LAS VEGAS _ After further review …
They were playing a team that had allowed its first two opponents to complete a combined 81.7 percent of their passes, the worst figure in NFL history in the first two games of a season (minimum 50 passing attempts).
The Raiders hosted the Steelers having not intercepted a pass, and with a collective three passes defensed and four sacks.
So naturally, the Steelers came out and ran the ball on their first four offensive snaps on Sunday night at Allegiant Stadium.
Those plays resulted in a three-and-out and a gain of 4, but they also set a tone.
The Steelers, after attempting an NFL-low 10 rushes in the opening weekend against San Francisco, and after ranking No. 31 in the NFL in rushing through their first two games, were not going to accept not being able to run the ball this time.
They wound up running it 31 times against the Raiders, as many attempts as they had in their first two games combined.
And they gained 105 hard-earned yards on the ground, more than the 96 they had managed against the 49ers and Browns combined.
It's a start for the ground game, and a satisfying one given that they did it the hard way.

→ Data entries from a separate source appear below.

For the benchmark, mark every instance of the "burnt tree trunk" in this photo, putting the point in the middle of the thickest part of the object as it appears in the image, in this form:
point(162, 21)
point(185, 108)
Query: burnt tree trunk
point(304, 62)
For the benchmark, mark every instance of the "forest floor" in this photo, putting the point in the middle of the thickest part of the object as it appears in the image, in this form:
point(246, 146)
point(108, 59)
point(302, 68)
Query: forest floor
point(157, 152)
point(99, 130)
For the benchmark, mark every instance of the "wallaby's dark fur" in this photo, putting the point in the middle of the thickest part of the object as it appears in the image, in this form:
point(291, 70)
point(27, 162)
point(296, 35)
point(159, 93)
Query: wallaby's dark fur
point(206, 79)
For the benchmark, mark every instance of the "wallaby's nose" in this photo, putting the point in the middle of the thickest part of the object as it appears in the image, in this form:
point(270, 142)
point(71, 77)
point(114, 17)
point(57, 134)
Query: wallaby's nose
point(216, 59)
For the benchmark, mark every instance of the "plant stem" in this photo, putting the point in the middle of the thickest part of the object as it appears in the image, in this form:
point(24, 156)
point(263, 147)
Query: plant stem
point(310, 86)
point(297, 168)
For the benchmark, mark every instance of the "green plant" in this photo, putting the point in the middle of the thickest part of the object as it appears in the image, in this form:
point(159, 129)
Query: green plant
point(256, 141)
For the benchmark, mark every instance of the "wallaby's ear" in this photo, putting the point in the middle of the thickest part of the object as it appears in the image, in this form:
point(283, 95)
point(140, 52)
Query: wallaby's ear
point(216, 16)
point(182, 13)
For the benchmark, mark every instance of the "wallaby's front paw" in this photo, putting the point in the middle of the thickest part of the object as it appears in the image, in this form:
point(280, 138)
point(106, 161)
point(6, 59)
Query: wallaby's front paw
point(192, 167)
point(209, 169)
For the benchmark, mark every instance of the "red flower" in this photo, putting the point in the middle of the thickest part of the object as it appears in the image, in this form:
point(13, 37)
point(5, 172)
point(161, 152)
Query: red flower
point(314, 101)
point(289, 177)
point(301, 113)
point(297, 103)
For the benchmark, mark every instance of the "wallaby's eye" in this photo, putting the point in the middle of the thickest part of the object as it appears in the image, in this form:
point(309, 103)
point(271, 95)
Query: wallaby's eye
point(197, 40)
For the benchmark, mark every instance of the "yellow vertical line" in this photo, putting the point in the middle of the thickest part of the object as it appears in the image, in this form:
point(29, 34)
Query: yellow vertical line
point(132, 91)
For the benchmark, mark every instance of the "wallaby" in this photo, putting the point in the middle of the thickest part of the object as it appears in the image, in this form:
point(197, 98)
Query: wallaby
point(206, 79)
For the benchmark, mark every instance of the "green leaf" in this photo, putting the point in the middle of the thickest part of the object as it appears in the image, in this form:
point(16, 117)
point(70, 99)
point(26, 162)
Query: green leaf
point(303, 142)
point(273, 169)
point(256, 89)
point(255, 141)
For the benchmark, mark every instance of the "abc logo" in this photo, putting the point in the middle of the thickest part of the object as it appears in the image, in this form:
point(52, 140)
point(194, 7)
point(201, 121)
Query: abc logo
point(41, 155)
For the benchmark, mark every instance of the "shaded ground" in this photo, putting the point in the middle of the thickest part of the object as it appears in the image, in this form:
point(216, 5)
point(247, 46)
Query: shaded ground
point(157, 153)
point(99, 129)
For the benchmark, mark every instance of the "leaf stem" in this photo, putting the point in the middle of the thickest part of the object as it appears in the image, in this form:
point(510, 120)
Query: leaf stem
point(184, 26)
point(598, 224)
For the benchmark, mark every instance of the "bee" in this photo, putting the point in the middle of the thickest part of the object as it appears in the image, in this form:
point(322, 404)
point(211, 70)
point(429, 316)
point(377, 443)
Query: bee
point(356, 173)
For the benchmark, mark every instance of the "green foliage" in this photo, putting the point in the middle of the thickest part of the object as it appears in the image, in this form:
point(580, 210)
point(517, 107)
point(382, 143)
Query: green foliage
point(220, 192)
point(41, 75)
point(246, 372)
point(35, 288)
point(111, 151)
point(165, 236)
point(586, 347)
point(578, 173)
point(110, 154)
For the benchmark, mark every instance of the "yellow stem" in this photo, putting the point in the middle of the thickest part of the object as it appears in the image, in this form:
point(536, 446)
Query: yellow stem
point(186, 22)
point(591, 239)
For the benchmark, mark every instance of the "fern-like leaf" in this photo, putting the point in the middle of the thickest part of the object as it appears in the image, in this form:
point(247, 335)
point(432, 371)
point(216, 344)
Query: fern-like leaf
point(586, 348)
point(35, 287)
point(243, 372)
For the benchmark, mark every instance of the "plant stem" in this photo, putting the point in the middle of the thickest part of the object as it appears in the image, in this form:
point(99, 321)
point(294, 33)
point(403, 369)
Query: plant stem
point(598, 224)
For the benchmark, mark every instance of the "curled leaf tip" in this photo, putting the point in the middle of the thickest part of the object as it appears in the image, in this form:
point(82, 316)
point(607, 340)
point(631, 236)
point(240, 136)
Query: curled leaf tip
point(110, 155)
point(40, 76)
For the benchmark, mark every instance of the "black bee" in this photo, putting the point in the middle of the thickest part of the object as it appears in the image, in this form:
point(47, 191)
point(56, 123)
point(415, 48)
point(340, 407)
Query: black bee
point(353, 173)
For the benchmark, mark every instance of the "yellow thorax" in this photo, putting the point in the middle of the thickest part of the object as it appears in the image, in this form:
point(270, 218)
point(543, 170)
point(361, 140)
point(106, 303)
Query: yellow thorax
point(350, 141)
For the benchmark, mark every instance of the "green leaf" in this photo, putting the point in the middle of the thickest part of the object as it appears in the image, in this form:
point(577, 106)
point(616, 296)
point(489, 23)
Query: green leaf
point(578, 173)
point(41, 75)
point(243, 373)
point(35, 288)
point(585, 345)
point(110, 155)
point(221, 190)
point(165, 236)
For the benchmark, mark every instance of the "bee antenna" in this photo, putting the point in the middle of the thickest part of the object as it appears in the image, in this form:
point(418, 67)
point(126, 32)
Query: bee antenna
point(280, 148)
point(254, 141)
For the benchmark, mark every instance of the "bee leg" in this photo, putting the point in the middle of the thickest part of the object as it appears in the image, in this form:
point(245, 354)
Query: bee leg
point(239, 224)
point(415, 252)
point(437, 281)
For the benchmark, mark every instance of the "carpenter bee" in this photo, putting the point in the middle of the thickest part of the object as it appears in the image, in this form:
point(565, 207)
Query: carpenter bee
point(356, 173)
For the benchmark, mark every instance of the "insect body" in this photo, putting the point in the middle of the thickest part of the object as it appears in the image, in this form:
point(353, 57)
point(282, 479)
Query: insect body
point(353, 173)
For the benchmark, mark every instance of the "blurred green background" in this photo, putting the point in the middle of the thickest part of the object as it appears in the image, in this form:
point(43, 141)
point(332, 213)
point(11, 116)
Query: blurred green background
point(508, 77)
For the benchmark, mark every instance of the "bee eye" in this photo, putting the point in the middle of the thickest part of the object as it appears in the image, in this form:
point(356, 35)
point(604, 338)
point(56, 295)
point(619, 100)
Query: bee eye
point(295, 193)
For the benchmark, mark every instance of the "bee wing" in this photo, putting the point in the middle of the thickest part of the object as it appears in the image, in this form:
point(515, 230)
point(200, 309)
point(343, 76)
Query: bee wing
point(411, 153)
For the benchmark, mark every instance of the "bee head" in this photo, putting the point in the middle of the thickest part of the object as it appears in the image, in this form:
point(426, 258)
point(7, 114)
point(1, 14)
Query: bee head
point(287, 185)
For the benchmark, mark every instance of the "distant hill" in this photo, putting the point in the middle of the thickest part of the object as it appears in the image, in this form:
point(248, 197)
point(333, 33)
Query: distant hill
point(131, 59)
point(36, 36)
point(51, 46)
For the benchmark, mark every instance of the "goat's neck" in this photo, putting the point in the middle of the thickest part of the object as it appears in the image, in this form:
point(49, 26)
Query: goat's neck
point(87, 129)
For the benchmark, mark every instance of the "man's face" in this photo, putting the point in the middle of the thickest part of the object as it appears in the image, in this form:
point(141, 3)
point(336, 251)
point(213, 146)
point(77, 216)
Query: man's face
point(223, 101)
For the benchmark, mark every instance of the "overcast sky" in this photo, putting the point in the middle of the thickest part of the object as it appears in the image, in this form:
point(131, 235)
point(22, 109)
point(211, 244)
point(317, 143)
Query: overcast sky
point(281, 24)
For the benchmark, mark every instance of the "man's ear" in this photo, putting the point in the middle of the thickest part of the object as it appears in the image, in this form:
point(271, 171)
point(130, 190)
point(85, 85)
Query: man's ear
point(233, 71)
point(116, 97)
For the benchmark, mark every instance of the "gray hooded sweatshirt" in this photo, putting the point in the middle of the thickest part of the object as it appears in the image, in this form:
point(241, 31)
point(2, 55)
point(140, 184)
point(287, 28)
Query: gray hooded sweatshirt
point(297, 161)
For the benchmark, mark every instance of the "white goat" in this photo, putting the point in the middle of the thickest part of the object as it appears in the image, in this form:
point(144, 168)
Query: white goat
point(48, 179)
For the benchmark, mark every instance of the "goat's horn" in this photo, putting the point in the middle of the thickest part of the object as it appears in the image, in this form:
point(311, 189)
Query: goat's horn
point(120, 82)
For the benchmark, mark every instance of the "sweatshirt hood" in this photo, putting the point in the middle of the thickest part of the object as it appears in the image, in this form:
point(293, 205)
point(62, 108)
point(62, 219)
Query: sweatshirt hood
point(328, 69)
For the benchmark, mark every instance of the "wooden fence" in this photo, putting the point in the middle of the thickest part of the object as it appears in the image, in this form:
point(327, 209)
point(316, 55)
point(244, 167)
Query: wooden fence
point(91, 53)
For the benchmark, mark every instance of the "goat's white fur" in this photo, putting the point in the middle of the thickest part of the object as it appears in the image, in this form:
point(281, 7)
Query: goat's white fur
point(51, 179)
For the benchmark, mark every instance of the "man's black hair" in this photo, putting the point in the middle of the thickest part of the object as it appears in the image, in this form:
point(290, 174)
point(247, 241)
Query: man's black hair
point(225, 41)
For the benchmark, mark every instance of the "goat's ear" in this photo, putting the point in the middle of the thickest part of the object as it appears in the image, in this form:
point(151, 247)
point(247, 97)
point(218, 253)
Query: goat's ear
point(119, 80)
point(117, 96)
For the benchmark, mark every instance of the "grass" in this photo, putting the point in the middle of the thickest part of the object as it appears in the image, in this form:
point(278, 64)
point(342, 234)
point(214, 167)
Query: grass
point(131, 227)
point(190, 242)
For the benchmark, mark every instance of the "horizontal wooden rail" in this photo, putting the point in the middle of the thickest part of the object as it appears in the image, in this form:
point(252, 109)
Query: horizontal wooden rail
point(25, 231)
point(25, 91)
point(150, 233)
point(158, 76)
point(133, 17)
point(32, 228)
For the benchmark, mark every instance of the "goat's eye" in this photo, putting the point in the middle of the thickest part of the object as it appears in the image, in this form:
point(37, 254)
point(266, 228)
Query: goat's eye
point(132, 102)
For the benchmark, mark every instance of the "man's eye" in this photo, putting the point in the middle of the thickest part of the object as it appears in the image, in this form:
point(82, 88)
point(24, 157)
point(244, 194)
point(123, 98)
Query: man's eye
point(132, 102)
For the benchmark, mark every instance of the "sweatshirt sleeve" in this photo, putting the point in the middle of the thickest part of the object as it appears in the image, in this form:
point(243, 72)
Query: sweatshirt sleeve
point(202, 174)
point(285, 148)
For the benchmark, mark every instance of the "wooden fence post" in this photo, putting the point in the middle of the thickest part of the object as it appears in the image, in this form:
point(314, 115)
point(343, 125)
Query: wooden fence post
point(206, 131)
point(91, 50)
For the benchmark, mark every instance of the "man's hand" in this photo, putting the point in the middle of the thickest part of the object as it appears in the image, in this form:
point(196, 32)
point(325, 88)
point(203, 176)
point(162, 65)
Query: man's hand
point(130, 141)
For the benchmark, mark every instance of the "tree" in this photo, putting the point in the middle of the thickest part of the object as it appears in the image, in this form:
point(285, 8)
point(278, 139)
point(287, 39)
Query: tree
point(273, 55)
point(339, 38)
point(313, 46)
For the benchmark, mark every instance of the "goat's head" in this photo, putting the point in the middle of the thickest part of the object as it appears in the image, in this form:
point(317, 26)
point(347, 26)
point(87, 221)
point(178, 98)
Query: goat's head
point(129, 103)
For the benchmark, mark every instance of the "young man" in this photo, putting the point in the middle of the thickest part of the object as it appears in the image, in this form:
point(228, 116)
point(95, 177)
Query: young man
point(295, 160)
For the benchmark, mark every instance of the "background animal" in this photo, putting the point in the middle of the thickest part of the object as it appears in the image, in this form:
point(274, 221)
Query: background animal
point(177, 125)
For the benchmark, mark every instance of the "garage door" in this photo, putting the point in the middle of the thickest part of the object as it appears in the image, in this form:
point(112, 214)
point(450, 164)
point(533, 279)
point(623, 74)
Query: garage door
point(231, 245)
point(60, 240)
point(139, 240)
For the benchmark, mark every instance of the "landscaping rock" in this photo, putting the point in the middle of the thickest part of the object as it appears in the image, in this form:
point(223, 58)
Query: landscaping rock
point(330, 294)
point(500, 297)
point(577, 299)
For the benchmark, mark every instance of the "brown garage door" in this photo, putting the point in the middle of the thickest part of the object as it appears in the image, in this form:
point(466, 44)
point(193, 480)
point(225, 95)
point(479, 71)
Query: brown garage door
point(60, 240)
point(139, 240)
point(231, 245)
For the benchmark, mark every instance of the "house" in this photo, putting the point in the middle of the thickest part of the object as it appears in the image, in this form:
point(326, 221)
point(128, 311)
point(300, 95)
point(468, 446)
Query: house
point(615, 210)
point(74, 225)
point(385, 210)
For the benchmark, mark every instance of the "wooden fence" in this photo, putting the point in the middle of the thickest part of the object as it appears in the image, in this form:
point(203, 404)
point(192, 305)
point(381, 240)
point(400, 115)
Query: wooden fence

"Every team's gonna play us a certain way," running back Najee Harris explained after carrying 19 times for 65 yards in what became a hard-fought, 23-18 victory over the Raiders. "Sometimes, the run ain't gonna be there because they pack the box. The Browns had one-high safety. (The Raiders) were packing the box a good amount, too. You just gotta make it work.
"Me and the O-Line sat down and we talked about what runs we think work best, that they like. And they asked me what I like but I never tell 'em what I like because it doesn't matter what I like. They like these runs and they executed, so O-Line won the game for us."
Others contributed a great deal, as well.
But the determination of the offensive line and the running backs to not accept the ground game they'd put on tape over the first two games unquestionably went a long way toward outlasting the Raiders.
They identified those plays the offensive line liked, reduced the available running game menu and stuck with those plays and with the running game.
Head coach Mike Tomlin also stuck his hand in the running game pile.
Game action photos from the Steelers' Week 3 game against the Las Vegas Raiders at Allegiant Stadium
"He challenged me a lot," Harris said. "He put up film saying, 'Look, you need to win these 1-on-1s right here. These are looks you need to win that work out in your favor. '
"So it's a challenge he gave me."
They turned over every running game stone because an answer had to be found.
The alternative is unacceptable, unsustainable and un-Steelers-like.
"When we run the ball it opens up a lot," Harris continued. "That's our identity, we gotta run the ball. That's who we are. That's who we've been for my three years being here. We've always been a team that can run the ball. If you run the ball it opens up a lot for the receivers. It opens up a lot for the play-action, the tight ends, that's how Pat scored his touchdown.
"We just gotta keep working."
And running, even against teams that are historically bad against the pass.